If you believe that the right mirrored trolley would save you money on trips to bars, the larger £144.95 gold oval mirrored trolley from Melody Maison could be the thing.

A mirrored cocktail cabinet will dazzle guests. The £1,200 Primrose & Plum champagne and gold cabinet has a Jazz-Age feel.

The £299 Venetian sideboard from Furniture Market, meanwhile, is a more modestly priced way to conjure up the party spirit of the Roaring Twenties.

The show flats of apartment blocks are often equipped with mirrored cocktail cabinets containing bottles of spirits and crystal glasses. This makes buyers dream of dinner parties, with a prelude of aperitifs, but also serves to make the apartment appear even roomier.

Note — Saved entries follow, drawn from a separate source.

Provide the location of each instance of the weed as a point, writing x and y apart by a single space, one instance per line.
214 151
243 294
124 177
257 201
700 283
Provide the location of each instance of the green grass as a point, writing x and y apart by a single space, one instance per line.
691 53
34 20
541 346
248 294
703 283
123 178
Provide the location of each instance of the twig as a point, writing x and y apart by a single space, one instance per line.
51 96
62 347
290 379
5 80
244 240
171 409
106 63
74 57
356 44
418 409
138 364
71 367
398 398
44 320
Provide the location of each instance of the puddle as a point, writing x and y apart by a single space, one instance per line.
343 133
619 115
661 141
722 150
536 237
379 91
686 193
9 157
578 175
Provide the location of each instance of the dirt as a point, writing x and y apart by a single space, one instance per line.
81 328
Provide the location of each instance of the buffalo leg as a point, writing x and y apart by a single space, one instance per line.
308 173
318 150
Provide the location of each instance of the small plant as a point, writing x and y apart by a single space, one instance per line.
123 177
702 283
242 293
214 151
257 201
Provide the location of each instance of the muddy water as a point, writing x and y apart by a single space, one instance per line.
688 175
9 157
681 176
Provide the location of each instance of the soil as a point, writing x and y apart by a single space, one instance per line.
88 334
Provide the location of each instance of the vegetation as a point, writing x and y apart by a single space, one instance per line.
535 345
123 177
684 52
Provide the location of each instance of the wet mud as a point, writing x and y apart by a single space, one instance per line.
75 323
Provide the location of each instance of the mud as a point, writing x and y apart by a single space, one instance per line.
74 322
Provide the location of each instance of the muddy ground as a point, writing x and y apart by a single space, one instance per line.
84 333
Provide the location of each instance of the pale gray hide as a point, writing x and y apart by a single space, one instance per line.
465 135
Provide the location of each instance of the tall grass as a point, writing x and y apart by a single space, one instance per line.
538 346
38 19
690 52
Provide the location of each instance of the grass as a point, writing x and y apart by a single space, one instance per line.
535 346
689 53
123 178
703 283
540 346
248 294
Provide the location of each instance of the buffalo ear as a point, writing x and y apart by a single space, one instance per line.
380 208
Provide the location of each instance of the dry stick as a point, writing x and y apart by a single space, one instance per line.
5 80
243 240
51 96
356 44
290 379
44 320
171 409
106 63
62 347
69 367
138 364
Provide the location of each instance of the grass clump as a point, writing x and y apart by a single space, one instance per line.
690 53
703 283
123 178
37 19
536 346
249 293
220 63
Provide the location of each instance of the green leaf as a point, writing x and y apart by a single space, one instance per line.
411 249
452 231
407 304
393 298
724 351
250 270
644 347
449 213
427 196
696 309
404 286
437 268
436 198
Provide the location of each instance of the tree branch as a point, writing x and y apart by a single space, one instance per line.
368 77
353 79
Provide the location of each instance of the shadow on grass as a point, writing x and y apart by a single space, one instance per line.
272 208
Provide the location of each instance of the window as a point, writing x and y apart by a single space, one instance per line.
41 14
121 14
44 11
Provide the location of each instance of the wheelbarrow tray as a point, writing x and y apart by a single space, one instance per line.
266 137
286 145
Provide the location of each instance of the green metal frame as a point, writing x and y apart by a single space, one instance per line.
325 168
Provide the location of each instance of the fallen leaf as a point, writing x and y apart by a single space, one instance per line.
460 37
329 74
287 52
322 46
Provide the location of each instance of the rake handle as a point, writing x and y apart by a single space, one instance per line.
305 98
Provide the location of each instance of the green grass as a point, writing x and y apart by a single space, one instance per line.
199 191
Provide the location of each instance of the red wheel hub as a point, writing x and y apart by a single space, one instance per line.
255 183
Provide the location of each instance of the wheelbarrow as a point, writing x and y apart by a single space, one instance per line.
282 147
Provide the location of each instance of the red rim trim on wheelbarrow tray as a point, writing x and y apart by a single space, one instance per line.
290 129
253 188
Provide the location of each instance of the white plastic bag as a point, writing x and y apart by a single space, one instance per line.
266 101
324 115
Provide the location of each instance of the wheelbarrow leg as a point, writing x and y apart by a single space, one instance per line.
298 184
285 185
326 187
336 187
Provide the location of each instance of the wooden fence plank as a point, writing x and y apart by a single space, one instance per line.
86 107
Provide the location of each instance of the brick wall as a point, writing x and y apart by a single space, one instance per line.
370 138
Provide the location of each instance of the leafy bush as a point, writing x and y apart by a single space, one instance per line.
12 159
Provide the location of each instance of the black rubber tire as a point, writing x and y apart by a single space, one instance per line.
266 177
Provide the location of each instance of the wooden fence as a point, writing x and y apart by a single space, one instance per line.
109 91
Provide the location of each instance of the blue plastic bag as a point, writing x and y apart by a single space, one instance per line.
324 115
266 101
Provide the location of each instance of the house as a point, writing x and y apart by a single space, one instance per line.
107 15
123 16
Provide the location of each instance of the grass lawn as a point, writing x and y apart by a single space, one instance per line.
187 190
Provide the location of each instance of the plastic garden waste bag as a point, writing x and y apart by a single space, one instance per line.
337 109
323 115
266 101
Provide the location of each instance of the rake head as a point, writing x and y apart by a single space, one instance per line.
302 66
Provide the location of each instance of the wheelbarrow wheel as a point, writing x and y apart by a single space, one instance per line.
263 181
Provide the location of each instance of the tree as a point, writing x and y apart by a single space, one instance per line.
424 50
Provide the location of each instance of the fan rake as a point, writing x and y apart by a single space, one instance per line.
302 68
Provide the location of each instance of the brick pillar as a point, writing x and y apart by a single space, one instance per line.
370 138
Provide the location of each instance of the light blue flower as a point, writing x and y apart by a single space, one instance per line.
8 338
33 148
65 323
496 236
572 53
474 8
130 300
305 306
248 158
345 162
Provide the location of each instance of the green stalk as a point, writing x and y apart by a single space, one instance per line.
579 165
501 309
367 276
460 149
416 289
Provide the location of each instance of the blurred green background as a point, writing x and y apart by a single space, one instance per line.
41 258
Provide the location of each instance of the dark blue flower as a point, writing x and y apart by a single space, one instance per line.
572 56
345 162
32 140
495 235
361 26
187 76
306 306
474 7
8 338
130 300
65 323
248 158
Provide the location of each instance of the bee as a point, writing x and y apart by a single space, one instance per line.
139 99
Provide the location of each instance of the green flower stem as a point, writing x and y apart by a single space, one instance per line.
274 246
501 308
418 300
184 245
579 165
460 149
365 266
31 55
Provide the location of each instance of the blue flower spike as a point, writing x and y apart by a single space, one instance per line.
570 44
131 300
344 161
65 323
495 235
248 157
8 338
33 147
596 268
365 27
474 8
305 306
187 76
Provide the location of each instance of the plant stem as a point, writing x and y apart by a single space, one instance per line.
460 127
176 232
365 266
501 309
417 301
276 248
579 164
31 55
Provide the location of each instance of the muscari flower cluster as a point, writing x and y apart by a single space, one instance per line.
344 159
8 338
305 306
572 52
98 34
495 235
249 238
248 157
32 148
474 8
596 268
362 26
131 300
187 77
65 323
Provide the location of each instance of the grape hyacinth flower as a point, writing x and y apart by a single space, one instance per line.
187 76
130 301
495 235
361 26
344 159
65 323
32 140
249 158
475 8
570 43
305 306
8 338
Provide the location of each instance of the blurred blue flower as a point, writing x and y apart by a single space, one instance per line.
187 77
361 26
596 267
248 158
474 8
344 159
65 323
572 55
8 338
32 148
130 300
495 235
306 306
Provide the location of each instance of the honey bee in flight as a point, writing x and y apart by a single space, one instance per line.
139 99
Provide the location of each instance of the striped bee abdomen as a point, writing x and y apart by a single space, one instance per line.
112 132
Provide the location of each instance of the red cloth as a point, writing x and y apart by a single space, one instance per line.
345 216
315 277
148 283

A console table in the hall also creates an illusion of space which can be amplified by the addition of a lamp. HomesDirect365 has a range in the style of almost every era including Art Deco, Regency, the 1960s and the 1970s. Prices start at £233.

The bedroom is often the most cramped room in either a house or flat which is why this can be the best place to experiment with mirrored furniture. 

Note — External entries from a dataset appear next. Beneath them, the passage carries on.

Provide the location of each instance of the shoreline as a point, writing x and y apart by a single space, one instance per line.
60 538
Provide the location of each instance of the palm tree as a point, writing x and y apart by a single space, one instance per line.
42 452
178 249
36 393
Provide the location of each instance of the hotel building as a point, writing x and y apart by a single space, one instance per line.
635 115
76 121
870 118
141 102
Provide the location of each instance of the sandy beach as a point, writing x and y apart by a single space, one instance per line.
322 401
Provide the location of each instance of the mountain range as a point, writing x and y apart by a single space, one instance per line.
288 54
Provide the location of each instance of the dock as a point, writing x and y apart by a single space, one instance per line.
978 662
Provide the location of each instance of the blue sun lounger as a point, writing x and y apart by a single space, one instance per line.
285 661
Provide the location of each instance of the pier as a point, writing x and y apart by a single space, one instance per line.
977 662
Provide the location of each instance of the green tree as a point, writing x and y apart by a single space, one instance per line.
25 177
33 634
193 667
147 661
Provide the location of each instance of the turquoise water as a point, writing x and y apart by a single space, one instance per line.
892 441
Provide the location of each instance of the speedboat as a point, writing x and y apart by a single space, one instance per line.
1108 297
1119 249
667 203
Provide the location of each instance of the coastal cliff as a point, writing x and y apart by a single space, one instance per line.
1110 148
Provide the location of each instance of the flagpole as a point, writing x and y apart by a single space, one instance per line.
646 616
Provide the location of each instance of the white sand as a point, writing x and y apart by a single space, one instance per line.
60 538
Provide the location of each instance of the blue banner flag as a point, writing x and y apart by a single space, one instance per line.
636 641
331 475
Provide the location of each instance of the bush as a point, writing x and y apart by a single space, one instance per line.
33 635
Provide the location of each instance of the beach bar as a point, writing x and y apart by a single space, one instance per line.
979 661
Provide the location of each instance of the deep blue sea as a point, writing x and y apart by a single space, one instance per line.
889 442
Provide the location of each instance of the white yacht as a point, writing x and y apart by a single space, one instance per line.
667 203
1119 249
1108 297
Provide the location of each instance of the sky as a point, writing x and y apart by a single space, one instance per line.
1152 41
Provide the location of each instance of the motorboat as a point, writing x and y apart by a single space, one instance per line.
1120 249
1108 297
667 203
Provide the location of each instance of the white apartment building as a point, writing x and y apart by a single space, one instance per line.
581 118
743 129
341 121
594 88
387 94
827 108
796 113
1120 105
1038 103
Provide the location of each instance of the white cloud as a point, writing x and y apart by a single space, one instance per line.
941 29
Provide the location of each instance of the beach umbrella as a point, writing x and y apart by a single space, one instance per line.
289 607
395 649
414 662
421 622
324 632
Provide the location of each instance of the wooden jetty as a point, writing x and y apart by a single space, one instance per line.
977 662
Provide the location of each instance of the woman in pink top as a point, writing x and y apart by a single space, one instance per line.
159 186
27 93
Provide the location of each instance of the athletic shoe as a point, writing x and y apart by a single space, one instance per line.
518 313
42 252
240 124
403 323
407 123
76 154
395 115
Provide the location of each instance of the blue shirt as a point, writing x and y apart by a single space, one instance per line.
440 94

The desire to preserve family harmony is another reason. The other members of your household may prefer the kitchen and living room to be slick and understated, seeing anything mirrored as excessive.

In the bedroom, however, you can indulge your decor fantasies. Habitat has the one-drawer Hepburn bedside table for £76.

Next offers the antique effect Fleur bedside table which costs £225 for the one-drawer version and £275 for the two-drawer version. 

The Fleur is also available as a six-drawer chest for £599 or a £1,150 double wardrobe if you seek to waft around your bedroom channelling your inner 1930s Hollywood screen siren. 

Dunelm’s Venetian mirrored dressing table also offers a chance to live out your dream of silver screen stardom (£449).

If mirrored furniture has brought out your party animal, kindling a passion for Art Deco in every guise, Divine Savages offers Deco Martini wallpaper whose design is based on the geometric forms, with a hidden Martini glass within the print (£150 per roll).

Some of your guests may not be too busy checking out their reflections on the doors of the mirrored cabinet to notice this subtle and witty detail in the wallpaper.

Savings of the week! water jugs… Up to 52% off 

The Sandvig hammered-glass jug from made.com is half-price at £22

The Sandvig hammered-glass jug from made.com is half-price at £22

Sitting outside on a sunny afternoon is already delightful. But it is even more enjoyable if you are sipping on a cool drink or an iced coffee from a generously sized jug, or maybe even a Pimm’s. The arrival of the July sales means bargains abound.

If you prioritise practicality, Ocado’s textured lustre plastic picnic jug has 33 per cent off at £8.

The price of the pleasingly geometric plastic smoky-grey Prism jug from Wayfair is 16 per cent off at £10.10. 

If you would like to feel as if you are in the south of France, John Lewis has the plain glass Arles wicker-wrapped jug. It is reduced from £25 to £12, down 52 per cent.

Wanting something more elegant that you can also use for flowers? The Sandvig hammered-glass jug from made.com is also half-price at £22.